Propionibacterium zappae

Scientific classification
- Domain: Bacteria
- Phylum: Actinomycetota
- Class: Actinomycetia
- Order: Actinomycetales
- Family: Propionibacteriaceae
- Genus: Propionibacterium
- Species: P. acnes
- Subspecies: P. a. zappae

= Propionibacterium acnes type zappae =

Bacterium found on grapevines

Propionibacterium acnes type zappae is a gram-positive, anaerobic, and endophytic bacterium species of Propionibacterium. In 2014, it was found in an interkingdom bacterial transfer with grapevines (Vitis vinifera), which is unexpected because P. acne is found on human skin. P. acnes zappae emerged about 7,000 years ago, roughly when the grapevine was domesticated. The bacterium colonizes the bark tissue and the pith of the grapevine.
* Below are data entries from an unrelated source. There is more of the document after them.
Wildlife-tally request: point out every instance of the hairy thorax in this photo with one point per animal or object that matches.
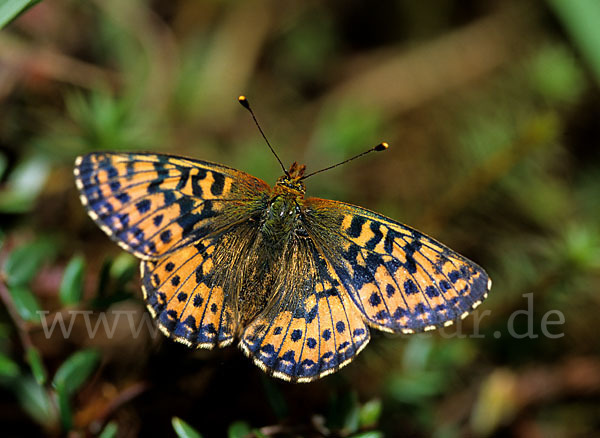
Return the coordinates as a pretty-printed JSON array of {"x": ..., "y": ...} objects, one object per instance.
[{"x": 280, "y": 224}]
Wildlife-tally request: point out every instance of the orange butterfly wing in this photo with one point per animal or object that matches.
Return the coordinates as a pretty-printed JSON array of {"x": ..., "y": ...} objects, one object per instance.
[{"x": 399, "y": 279}]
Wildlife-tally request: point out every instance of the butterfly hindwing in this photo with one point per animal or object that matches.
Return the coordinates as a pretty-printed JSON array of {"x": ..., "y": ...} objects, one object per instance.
[
  {"x": 187, "y": 305},
  {"x": 311, "y": 328},
  {"x": 399, "y": 279},
  {"x": 154, "y": 204}
]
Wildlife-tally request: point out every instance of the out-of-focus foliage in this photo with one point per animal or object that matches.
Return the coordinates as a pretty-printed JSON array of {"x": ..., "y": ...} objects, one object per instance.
[{"x": 491, "y": 110}]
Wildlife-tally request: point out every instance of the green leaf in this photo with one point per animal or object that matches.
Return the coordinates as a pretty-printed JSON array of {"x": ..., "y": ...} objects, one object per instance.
[
  {"x": 8, "y": 368},
  {"x": 369, "y": 413},
  {"x": 71, "y": 287},
  {"x": 34, "y": 400},
  {"x": 238, "y": 429},
  {"x": 25, "y": 302},
  {"x": 123, "y": 268},
  {"x": 110, "y": 430},
  {"x": 11, "y": 9},
  {"x": 24, "y": 184},
  {"x": 64, "y": 407},
  {"x": 183, "y": 429},
  {"x": 369, "y": 434},
  {"x": 37, "y": 366},
  {"x": 24, "y": 262},
  {"x": 75, "y": 371},
  {"x": 581, "y": 18}
]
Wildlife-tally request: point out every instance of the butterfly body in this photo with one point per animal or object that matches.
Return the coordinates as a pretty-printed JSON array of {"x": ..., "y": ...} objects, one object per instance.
[{"x": 298, "y": 280}]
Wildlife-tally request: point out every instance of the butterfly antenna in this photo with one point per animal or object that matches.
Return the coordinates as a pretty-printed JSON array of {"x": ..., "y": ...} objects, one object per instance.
[
  {"x": 380, "y": 147},
  {"x": 246, "y": 104}
]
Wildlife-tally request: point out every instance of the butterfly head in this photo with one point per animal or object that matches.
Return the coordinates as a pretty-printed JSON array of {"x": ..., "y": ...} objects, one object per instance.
[{"x": 292, "y": 180}]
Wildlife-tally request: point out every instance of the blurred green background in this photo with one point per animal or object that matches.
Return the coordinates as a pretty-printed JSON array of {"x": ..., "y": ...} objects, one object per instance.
[{"x": 492, "y": 113}]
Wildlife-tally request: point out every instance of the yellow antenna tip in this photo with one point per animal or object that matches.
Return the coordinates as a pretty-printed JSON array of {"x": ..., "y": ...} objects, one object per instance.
[{"x": 242, "y": 99}]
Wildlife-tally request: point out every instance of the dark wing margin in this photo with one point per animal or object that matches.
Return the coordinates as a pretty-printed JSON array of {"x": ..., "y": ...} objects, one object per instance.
[
  {"x": 152, "y": 204},
  {"x": 311, "y": 328},
  {"x": 399, "y": 279}
]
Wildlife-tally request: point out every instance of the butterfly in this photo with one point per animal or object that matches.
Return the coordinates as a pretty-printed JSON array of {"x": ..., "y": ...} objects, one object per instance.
[{"x": 298, "y": 280}]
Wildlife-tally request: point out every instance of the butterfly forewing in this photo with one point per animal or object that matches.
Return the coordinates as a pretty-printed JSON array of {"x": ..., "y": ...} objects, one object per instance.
[
  {"x": 399, "y": 279},
  {"x": 298, "y": 280},
  {"x": 154, "y": 204}
]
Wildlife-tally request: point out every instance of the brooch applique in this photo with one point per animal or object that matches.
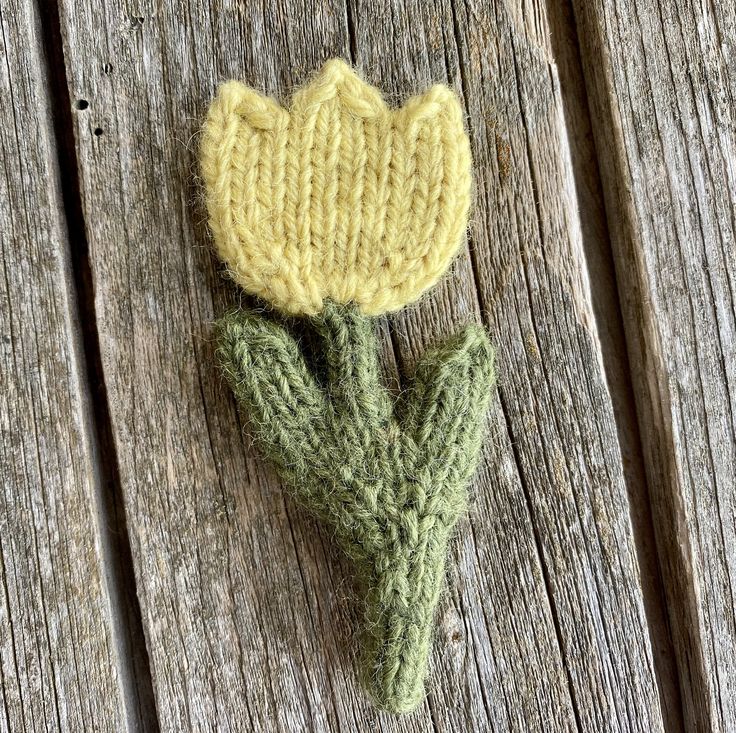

P. zappae has endophytic characteristics which suggests that the bacterium has adapted to its new grapevine host as well as formed an endocellular symbiosis with the plant.

P. acnes type zappae was named after the Italian term "zappa" 'hoe' and as a tribute to the musician Frank Zappa who wrote about "sand-blasted zits". The unconventional behavior of this bacteria and its unique habitat caused scientists to think of Zappa and name the bacteria after him.